Marxism obviously appealed to the young, colonial Ho, anxious to reclaim his land for the indigenous people. Such capitalist democracies as England offered no prospect for material or moral support, given their imperial interests. The United States was too aloof and uninvolved, however much it became a model. Almost alone, the Soviet Union offered Ho a refuge, ideological moorings and practical aid.
Similarly, futile pleas for independence frustrated and radicalized many colonials in Indonesia, India, South Africa and elsewhere. Nguyen Ai Quoc -- the younger Ho, in revolutionary guise -- was no different. V.I. Lenin's assaults on Western imperialism struck an enormous response, and they offered a practical, useful appeal, unlike the more abstract American notions of equality. Ho nevertheless later appealed to Thomas Jefferson's "all men are created equal" doctrine when he reasserted Vietnamese independence in 1945.

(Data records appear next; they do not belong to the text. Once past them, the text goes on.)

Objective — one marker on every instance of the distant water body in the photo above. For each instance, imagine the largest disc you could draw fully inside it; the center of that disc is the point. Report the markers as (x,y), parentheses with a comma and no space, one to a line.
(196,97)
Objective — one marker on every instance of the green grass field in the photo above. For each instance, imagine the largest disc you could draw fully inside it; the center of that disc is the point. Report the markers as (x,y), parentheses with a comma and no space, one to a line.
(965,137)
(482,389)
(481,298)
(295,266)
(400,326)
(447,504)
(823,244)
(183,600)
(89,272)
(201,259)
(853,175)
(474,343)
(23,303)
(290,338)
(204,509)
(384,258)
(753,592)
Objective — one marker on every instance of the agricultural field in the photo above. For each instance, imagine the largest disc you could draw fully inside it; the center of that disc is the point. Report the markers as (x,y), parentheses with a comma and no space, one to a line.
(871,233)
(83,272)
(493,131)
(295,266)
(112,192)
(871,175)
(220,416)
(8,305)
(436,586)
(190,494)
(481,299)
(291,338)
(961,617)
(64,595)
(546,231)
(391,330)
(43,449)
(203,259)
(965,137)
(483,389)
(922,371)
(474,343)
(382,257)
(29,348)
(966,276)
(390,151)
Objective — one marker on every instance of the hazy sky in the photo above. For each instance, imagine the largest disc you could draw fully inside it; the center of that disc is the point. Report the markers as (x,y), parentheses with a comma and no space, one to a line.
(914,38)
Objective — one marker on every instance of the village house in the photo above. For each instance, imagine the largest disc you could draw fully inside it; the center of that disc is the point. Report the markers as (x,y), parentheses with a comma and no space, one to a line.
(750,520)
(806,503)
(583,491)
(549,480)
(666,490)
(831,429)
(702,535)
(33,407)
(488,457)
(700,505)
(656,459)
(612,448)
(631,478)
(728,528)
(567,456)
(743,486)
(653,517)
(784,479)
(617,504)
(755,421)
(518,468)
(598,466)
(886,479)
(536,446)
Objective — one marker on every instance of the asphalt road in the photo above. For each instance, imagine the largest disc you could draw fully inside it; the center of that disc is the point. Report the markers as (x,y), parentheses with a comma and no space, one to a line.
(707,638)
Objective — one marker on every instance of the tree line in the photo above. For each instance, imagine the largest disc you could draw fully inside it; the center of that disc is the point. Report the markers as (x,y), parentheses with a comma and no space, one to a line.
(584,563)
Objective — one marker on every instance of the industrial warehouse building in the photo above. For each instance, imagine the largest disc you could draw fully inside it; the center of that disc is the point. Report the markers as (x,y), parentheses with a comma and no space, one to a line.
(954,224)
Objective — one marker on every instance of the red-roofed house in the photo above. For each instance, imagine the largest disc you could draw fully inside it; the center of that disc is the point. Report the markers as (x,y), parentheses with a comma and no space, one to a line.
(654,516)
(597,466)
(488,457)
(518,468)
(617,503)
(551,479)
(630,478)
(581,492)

Ho unabashedly used communism for his own nationalist ends. His statement that "the peoples of Indochina still live and will live forever" is hardly compatible with Marxism. Duiker insists that for Ho, national independence always was the primary goal, while the doctrine of a communist utopia remained a vague, indefinite matter for the future.
Vietnam recently celebrated a quarter-century as a unified land, following decades of protracted, grisly wars with France, Japan, China and the United States. The best estimate is that at least 1.75 million soldiers and civilians from the various nations died between 1945 and 1975. For some, the history of the Cold War is a relentlessly historiographical account of the triumph of the free world over the other half of the world, apparently unfree, tyrannical and always menacing. But of course the free world remains contested turf, and paths chosen were not always wise or even effective. Duiker painfully reminds us that external Cold War considerations led to the failure of Paris and then Washington to grasp Ho's hand, resulting in profound consequences for the Vietnamese people and the world.

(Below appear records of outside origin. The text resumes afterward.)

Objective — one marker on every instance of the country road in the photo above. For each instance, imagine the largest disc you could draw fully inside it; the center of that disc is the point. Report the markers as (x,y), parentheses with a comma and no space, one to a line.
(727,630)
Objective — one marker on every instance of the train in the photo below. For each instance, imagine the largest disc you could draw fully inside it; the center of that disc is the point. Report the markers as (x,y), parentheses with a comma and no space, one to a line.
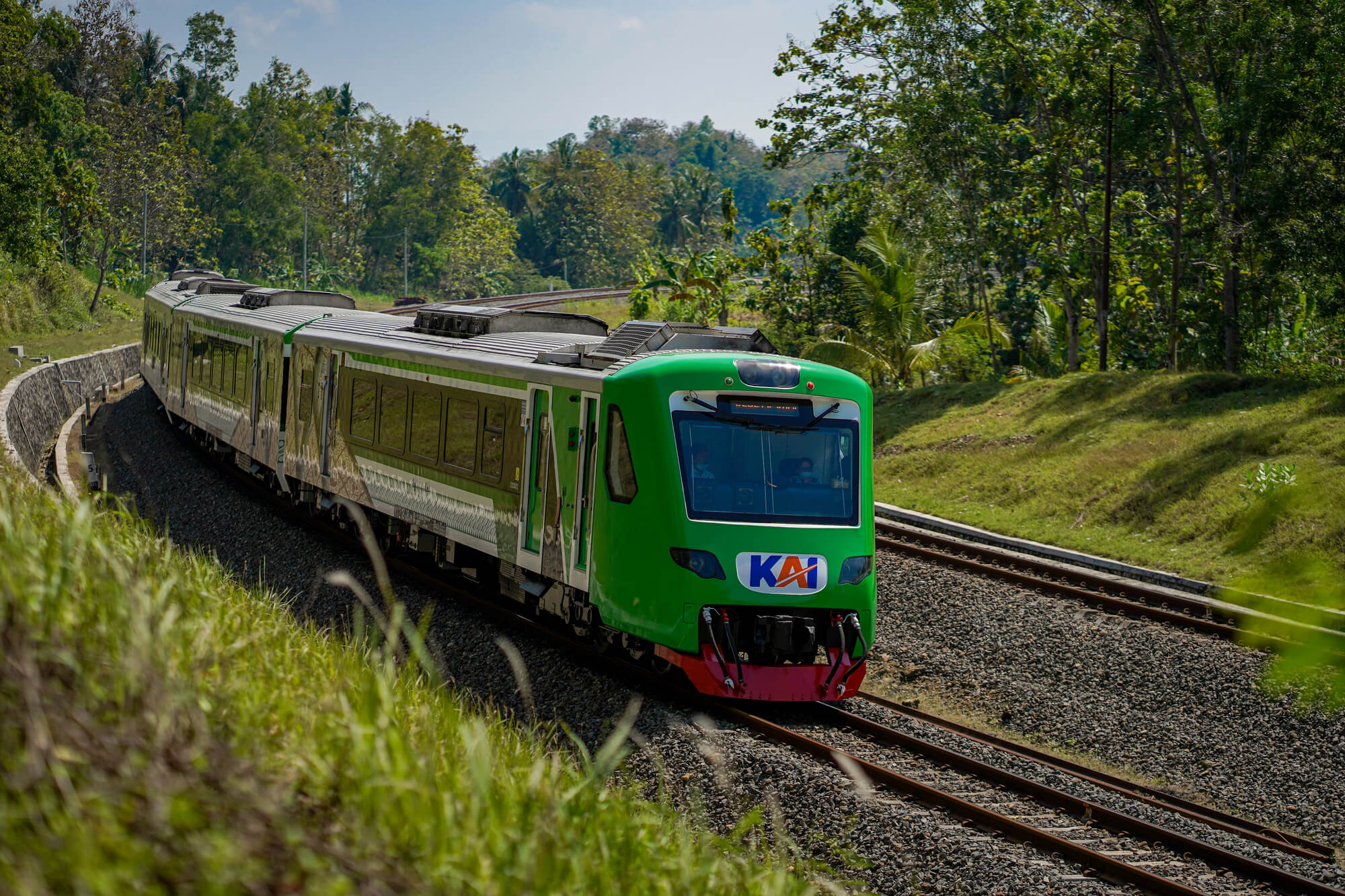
(676,491)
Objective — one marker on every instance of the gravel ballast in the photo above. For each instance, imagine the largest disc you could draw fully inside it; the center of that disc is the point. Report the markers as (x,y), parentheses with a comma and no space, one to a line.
(1172,705)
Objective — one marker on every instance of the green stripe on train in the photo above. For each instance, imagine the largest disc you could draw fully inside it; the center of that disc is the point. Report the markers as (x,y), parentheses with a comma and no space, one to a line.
(440,372)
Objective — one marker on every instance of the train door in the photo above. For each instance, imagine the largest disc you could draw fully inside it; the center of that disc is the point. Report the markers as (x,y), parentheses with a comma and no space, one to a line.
(328,372)
(584,499)
(186,360)
(255,408)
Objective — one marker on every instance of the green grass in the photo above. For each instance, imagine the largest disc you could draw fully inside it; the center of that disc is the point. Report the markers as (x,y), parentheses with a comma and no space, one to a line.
(48,314)
(169,729)
(1144,467)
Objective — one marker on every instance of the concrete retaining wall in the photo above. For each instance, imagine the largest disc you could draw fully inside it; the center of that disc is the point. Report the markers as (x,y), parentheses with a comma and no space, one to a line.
(36,404)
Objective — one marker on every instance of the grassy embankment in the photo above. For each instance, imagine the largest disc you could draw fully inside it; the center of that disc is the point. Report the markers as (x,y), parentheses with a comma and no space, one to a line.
(48,314)
(169,729)
(1140,467)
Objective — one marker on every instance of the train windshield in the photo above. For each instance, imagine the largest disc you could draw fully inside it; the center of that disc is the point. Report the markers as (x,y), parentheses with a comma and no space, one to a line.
(754,470)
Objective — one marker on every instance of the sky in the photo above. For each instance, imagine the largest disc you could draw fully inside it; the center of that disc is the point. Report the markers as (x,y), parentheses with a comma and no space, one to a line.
(523,75)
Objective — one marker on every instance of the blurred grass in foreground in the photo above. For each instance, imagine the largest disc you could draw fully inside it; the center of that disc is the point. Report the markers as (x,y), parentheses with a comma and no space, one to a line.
(167,729)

The United States aided Ho's Vietminh forces during World War II, and President Franklin Roosevelt had expressed disdain for continued French rule in Indochina. The end of World War II and the beginning of the Cold War form a seamless web. In late 1945, the U.S. supported the Chinese Nationalist disarming of the Japanese in the north. The Chinese, as we never seemed to understand, had been ancient enemies of the Vietnamese people who eventually cut their own deal and actively supported the French return. Meanwhile, the United States acquiesced in the resumption of French authority as France effectively played on American Cold War fears.

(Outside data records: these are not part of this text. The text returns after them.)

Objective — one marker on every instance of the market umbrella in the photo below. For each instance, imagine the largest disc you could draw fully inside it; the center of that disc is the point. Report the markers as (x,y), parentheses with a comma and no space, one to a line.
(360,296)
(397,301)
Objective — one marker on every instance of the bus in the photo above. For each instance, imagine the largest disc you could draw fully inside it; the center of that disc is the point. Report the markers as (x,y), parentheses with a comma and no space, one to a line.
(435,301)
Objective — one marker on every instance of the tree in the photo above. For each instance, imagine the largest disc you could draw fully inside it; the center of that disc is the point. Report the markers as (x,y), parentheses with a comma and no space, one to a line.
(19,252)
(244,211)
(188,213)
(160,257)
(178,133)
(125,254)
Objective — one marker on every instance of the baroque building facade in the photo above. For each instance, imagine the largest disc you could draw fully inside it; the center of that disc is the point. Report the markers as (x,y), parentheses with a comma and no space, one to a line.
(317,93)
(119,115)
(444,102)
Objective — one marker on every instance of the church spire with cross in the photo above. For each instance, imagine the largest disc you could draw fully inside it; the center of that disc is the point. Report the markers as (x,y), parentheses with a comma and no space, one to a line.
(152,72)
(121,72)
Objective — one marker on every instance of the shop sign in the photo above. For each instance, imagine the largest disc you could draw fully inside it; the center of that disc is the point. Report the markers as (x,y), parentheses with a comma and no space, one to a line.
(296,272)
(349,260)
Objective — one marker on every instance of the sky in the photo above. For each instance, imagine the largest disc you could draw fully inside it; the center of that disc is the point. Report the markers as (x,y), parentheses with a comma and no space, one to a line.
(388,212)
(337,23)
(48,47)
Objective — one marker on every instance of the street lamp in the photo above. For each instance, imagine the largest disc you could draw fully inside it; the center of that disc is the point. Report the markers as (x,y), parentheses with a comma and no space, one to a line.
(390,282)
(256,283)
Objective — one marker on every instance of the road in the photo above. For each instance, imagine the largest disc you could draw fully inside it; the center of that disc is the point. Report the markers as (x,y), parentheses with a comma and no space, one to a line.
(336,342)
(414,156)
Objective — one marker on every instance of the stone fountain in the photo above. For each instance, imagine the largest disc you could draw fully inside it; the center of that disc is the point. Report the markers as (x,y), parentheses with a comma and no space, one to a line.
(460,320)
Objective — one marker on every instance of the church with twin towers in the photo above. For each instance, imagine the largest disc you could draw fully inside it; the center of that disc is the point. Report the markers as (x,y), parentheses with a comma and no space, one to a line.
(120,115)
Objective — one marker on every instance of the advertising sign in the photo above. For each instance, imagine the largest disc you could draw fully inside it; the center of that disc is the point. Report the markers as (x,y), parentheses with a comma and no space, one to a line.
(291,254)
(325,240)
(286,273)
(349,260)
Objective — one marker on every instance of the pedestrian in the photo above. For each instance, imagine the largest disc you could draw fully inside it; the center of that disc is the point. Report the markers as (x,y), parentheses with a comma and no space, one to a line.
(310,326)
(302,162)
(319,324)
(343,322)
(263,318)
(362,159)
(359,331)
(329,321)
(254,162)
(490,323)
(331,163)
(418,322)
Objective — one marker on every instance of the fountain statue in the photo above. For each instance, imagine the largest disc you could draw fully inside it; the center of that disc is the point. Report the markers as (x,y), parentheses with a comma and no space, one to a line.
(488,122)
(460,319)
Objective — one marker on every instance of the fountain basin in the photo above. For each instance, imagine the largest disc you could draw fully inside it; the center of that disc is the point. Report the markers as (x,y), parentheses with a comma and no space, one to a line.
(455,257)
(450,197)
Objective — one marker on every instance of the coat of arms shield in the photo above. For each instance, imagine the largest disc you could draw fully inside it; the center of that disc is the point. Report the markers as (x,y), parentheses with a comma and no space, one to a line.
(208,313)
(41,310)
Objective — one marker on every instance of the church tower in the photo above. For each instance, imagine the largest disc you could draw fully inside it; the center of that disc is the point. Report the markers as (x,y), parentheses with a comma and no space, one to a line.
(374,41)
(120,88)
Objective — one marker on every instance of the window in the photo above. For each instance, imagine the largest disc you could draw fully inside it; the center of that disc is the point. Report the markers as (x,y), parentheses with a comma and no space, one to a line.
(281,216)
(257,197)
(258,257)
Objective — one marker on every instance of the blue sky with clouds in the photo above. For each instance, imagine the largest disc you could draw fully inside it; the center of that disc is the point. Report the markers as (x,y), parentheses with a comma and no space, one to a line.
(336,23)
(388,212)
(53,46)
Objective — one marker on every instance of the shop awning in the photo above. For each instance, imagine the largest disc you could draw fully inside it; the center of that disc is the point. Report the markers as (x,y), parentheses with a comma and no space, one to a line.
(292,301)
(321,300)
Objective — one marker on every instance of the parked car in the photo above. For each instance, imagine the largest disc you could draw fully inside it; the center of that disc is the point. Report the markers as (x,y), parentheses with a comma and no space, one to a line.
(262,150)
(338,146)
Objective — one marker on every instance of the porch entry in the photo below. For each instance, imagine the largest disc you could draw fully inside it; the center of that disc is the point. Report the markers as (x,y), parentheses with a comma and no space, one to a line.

Secretary of State George C. Marshall inaugurated a nearly 30-year American policy emphasis on Ho's communist connections. Marshall's successors added the notion of the "domino effect," which conjured inevitable communist triumphs if Indochina were toppled: Today, Indochina; tomorrow, communists would rule Manila, Tokyo, Honolulu and, finally, the beaches of La Jolla. As France was about to lose its colony on the Dien Bien Phu battlefield in 1954, American cold warriors, notably Richard Nixon, advocated the use of tactical nuclear weapons, all in the name of keeping the dominoes standing.
Despite the French collapse, the Vietnamese still had another 20 years of armed struggle to secure their independence, but this time, against the American colossus. But irony abounds. The United States conducted its longest war, lost more than 50,000 soldiers, the red flag flew over Saigon, but surprise! No dominoes fell. The U.S. dollar today stands tall in Vietnam, and the president of the United States is about to arrive.